Last week, following revelations by blogger Daphne Caruana Galizia, Minister Konrad Mizzi admitted that he had formed Rotura Trust, administered by Orion Trust of New Zealand.

He said the trust was a means of managing his family’s assets, which consist of two apartments – one in London and the other in Sliema – and some €300,000 in bank deposits.

However, it later transpired that the only asset held by the New Zealand trust is a shell trading company registered in Panama and bought by the minster off the shelf.

Dr Mizzi later said that he would start transferring his assets to the Panama company, Hearnville Inc, which is owned by the trust, but he has not indicated what these assets are.

According to trust experts, the New Zealand trust would be enough for a family to administer assets such as those declared by Dr Mizzi.

“That would have been the most logical thing to do and a straightforward financial vehicle.”

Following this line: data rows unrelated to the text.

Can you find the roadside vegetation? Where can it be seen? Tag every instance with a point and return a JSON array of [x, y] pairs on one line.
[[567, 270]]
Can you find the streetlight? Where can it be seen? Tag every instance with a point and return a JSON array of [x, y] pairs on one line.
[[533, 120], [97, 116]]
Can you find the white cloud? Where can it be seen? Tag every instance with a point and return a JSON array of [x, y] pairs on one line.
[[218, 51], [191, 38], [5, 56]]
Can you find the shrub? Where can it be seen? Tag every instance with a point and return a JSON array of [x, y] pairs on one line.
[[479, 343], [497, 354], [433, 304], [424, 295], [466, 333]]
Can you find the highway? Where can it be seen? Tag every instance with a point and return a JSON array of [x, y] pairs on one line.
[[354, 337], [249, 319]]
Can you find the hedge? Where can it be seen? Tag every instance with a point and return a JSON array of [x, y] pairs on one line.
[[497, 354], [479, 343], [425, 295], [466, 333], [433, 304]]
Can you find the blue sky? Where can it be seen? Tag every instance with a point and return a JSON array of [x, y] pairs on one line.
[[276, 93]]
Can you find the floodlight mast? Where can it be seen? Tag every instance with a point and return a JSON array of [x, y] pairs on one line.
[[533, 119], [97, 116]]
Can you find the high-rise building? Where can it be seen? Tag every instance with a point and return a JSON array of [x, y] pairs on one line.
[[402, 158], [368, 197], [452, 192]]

However, the fact that the trust needed a trading company in a not-so-transparent jurisdiction indicated that Panama would be the first port of call for any assets.

The expert said this made the financial vehicle all the more complicated, as it introduced elements of trading, dividends, different taxation jurisdictions and exchanges of financial information between one country and the other.

According to Panamanian law, offshore shareholders do not have to pay any taxes when receiving dividends from trading companies they own. The Panama company is owned by the New Zealand trust, which would eventually receive dividends from it.

A request made yesterday by the Times of Malta for Minister Mizzi to give access to the trust deed – the agreement between the settlor and the trustee – has not yet been accepted.